Sunday, July 02, 2006

We Guess You Had to Be There . . . And Stay There

Son of SWNID and SWNID attended our first Cincinnati Reds game of the season on Friday night, June 30. It was a memorable and historic occasion in several respects:

  • Approaching the ticket office, we were offered field-level tickets for $20 each ("drinkin' money," in the words of their owner). Throwing caution to the wind, we upgraded from our usual View-Level Reserved ($12) and enjoyed $72 worth of seats, located in section 122 behind home plate and just in line with the third base line, for $40.
  • Our team played miserably against the unclean Cleveland Indians for seven innings. Then a miracle happened. Behind 7-0 in the eighth, our beloved Reds scored four times, including a three-run tater by pinch-hitter Juan Castro, a normally light-hitting infield utility player. Allowing Cleveland one more run in the ninth, they came back in their half with five runs, capped by Adam Dunn's epic grand-slam with two outs (reportedly since 1936 the first such four-run knock to win the game for the Reds when they were three runs down). Hit down the right field line, Dunn's dinger was the only play of the game of which we had an obstructed view, but the moment was all the finer for us as we had to rely on other fans' reactions to know whether the ball was fair and cleared the fence.
  • The win catapulted our inconsistent home team into a tie for first place in the National League Central Division with the St. Louis Cardinals, historically baseball's second most successful franchise. (That standing was lost today, of course.)
  • After the game we were treated to a delightful fireworks spectacle, planned and executed by the superb Rozzi family and financed by National City Bank.

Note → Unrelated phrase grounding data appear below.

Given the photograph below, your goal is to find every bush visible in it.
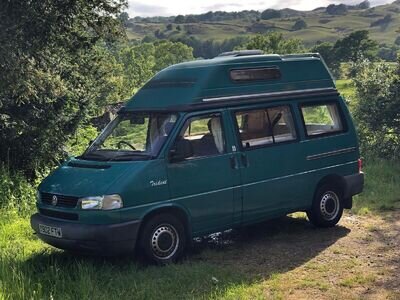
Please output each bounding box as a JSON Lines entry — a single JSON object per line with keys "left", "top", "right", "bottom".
{"left": 240, "top": 32, "right": 304, "bottom": 55}
{"left": 292, "top": 19, "right": 307, "bottom": 31}
{"left": 174, "top": 15, "right": 185, "bottom": 24}
{"left": 0, "top": 165, "right": 38, "bottom": 216}
{"left": 326, "top": 4, "right": 348, "bottom": 15}
{"left": 370, "top": 14, "right": 392, "bottom": 28}
{"left": 352, "top": 58, "right": 400, "bottom": 160}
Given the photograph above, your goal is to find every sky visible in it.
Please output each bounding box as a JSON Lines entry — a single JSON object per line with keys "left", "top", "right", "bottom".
{"left": 127, "top": 0, "right": 394, "bottom": 17}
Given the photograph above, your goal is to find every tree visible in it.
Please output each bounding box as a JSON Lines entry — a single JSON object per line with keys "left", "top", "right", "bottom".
{"left": 326, "top": 4, "right": 348, "bottom": 15}
{"left": 260, "top": 9, "right": 282, "bottom": 20}
{"left": 118, "top": 12, "right": 130, "bottom": 26}
{"left": 311, "top": 42, "right": 340, "bottom": 75}
{"left": 166, "top": 24, "right": 173, "bottom": 30}
{"left": 370, "top": 14, "right": 392, "bottom": 29}
{"left": 241, "top": 32, "right": 304, "bottom": 54}
{"left": 0, "top": 0, "right": 126, "bottom": 176}
{"left": 292, "top": 19, "right": 307, "bottom": 31}
{"left": 357, "top": 0, "right": 370, "bottom": 9}
{"left": 153, "top": 41, "right": 194, "bottom": 72}
{"left": 116, "top": 43, "right": 156, "bottom": 97}
{"left": 352, "top": 58, "right": 400, "bottom": 159}
{"left": 396, "top": 36, "right": 400, "bottom": 46}
{"left": 377, "top": 45, "right": 399, "bottom": 61}
{"left": 174, "top": 15, "right": 185, "bottom": 24}
{"left": 333, "top": 30, "right": 378, "bottom": 62}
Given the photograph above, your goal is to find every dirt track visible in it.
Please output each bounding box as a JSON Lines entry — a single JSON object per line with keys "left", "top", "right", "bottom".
{"left": 191, "top": 211, "right": 400, "bottom": 299}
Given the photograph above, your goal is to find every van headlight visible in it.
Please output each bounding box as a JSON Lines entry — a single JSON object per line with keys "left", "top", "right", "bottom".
{"left": 79, "top": 195, "right": 123, "bottom": 210}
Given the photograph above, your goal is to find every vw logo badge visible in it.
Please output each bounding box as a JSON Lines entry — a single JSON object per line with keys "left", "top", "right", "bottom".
{"left": 51, "top": 195, "right": 58, "bottom": 206}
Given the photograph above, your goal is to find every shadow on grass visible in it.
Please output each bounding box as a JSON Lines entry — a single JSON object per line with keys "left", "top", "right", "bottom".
{"left": 14, "top": 216, "right": 350, "bottom": 299}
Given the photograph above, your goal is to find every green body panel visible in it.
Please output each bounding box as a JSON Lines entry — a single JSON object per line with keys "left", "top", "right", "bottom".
{"left": 165, "top": 110, "right": 241, "bottom": 235}
{"left": 36, "top": 53, "right": 361, "bottom": 239}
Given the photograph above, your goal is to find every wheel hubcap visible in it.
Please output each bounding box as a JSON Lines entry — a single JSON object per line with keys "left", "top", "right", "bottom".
{"left": 320, "top": 191, "right": 340, "bottom": 221}
{"left": 151, "top": 224, "right": 179, "bottom": 260}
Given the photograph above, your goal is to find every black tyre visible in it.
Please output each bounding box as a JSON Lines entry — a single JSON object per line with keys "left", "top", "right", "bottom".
{"left": 307, "top": 184, "right": 344, "bottom": 227}
{"left": 139, "top": 213, "right": 186, "bottom": 264}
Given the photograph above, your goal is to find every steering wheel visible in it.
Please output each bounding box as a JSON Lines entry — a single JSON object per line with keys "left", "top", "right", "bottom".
{"left": 117, "top": 141, "right": 136, "bottom": 150}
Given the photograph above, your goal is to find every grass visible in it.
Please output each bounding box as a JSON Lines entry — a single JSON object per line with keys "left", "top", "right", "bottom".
{"left": 0, "top": 159, "right": 399, "bottom": 299}
{"left": 1, "top": 80, "right": 399, "bottom": 299}
{"left": 353, "top": 159, "right": 400, "bottom": 214}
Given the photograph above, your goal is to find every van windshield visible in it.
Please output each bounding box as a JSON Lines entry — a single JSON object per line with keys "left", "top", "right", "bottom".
{"left": 81, "top": 112, "right": 178, "bottom": 161}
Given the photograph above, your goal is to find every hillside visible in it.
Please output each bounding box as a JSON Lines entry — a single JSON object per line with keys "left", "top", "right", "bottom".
{"left": 125, "top": 1, "right": 400, "bottom": 48}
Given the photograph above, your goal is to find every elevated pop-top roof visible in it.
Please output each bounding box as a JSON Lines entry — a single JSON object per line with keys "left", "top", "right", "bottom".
{"left": 122, "top": 52, "right": 336, "bottom": 112}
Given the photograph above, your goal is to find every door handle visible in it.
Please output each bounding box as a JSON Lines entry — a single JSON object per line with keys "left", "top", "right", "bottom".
{"left": 241, "top": 153, "right": 249, "bottom": 168}
{"left": 230, "top": 156, "right": 238, "bottom": 169}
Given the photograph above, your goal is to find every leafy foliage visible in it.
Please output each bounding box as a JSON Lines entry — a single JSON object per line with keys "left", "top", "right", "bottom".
{"left": 114, "top": 41, "right": 193, "bottom": 98}
{"left": 352, "top": 57, "right": 400, "bottom": 159}
{"left": 326, "top": 4, "right": 348, "bottom": 15}
{"left": 240, "top": 33, "right": 304, "bottom": 54}
{"left": 173, "top": 36, "right": 248, "bottom": 58}
{"left": 334, "top": 30, "right": 378, "bottom": 63}
{"left": 292, "top": 19, "right": 308, "bottom": 31}
{"left": 0, "top": 0, "right": 127, "bottom": 177}
{"left": 0, "top": 165, "right": 39, "bottom": 216}
{"left": 153, "top": 41, "right": 194, "bottom": 72}
{"left": 370, "top": 14, "right": 393, "bottom": 29}
{"left": 311, "top": 31, "right": 378, "bottom": 76}
{"left": 311, "top": 42, "right": 340, "bottom": 75}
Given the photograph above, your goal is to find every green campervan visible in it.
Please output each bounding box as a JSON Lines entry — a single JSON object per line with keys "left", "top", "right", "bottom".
{"left": 31, "top": 51, "right": 364, "bottom": 263}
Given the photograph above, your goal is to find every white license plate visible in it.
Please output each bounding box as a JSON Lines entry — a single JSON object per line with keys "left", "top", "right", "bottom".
{"left": 39, "top": 224, "right": 62, "bottom": 238}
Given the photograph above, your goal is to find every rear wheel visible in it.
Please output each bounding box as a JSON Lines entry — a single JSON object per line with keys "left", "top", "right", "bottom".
{"left": 139, "top": 213, "right": 186, "bottom": 264}
{"left": 307, "top": 184, "right": 343, "bottom": 227}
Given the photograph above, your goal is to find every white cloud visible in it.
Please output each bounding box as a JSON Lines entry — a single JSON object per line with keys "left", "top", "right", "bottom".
{"left": 127, "top": 0, "right": 394, "bottom": 17}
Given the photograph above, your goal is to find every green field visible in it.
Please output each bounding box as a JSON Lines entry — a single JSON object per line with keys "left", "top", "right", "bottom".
{"left": 1, "top": 80, "right": 400, "bottom": 299}
{"left": 0, "top": 159, "right": 399, "bottom": 299}
{"left": 126, "top": 2, "right": 400, "bottom": 47}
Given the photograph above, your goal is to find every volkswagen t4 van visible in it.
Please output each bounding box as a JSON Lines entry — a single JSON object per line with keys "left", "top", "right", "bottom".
{"left": 31, "top": 51, "right": 364, "bottom": 263}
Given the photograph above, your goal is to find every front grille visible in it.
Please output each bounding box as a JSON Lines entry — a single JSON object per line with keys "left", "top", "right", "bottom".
{"left": 39, "top": 208, "right": 79, "bottom": 221}
{"left": 41, "top": 193, "right": 79, "bottom": 208}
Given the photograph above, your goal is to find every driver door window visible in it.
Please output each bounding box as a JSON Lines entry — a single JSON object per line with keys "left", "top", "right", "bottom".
{"left": 175, "top": 114, "right": 226, "bottom": 159}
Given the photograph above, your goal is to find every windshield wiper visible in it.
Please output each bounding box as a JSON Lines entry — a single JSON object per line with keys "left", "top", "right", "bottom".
{"left": 107, "top": 153, "right": 154, "bottom": 161}
{"left": 78, "top": 152, "right": 110, "bottom": 161}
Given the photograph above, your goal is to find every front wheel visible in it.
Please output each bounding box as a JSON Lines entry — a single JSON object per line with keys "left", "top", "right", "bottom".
{"left": 307, "top": 184, "right": 344, "bottom": 227}
{"left": 139, "top": 213, "right": 186, "bottom": 264}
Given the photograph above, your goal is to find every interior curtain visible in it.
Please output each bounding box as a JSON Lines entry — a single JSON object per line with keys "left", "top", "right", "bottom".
{"left": 327, "top": 105, "right": 342, "bottom": 130}
{"left": 211, "top": 118, "right": 224, "bottom": 153}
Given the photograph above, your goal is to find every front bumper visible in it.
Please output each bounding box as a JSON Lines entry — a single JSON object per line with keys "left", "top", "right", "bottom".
{"left": 31, "top": 213, "right": 141, "bottom": 255}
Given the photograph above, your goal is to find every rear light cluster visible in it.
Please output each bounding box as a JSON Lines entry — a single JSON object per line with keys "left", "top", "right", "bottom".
{"left": 358, "top": 158, "right": 363, "bottom": 173}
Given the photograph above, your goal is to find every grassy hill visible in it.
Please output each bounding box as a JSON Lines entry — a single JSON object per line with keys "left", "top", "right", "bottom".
{"left": 126, "top": 1, "right": 400, "bottom": 47}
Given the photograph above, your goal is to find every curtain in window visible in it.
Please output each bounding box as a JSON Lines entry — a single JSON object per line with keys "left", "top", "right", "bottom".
{"left": 327, "top": 105, "right": 342, "bottom": 130}
{"left": 210, "top": 118, "right": 224, "bottom": 154}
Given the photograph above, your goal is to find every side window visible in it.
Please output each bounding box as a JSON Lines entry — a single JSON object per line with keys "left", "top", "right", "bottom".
{"left": 301, "top": 102, "right": 344, "bottom": 137}
{"left": 235, "top": 105, "right": 297, "bottom": 149}
{"left": 175, "top": 114, "right": 226, "bottom": 159}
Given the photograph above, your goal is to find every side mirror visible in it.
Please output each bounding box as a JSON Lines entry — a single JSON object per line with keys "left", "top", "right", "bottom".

We cannot begin to describe what a delightful evening it was for all who stayed for the entirety. We guess you had to be there, as the saying goes.

And that's why we can't understand why so many (including our ticket source, for whom the money from the sale bought three beers each for himself and his female companion) left the ballpark before the game was over. Granted, the odds of a comeback were slim. But if baseball is so dreadful to watch on its own terms, why pay the outrageous sums charged for admission to begin with? And since when are free fireworks not worth staying for?

Everyone who stayed saw something that they'll remember for a long time. Everyone who left now feels like a fool, like a child who begged to be excused from the table before dessert so that he could go to bed early.

We remember several years ago reviewing with our SWNIDish spawn the excellent book Chess for Children. Having explained that a player can end a chess game at any point by resigning, the book offered the advice that the developing player should never resign, no matter how hopeless one's position. Why? Because no one ever learned anything about chess by resigning.

Something similar can be said for attending a baseball game. No one ever saw anything amazing at a baseball game by leaving before the last out.

The one who endures to the end will be saved
.

2 comments:

Bryan D said...

My mother drove 3 hours to watch the game with my wife and myself. When we took our seats in the section forsaken by the SWNIDs. Unfortunately we surrounded by a group of drunken louts from Cleveland who wouldn't know chivalry if it hit them with a lance. Anyway, after seven innings of exceeding rudeness along with nine hits and no runs from the home team, I suggested that we leave. After hearing fireworks twice on the way to the car we turned on the radio just in time to hear "And this one belongs to the Reds!" Mother thanked me saying that at least I had given her a story which she could humiliate me with for the rest of my life. But, I'm glad that there were at least some home fans there ready for revelry.

JB in CA said...

My all-time favorite baseball "statistic" involves Adam Dunn. By hitting a home run off the center field roof, down the embankment, and into the Ohio River, he became the first player ever to hit the ball into another state (Kentucky). That's power.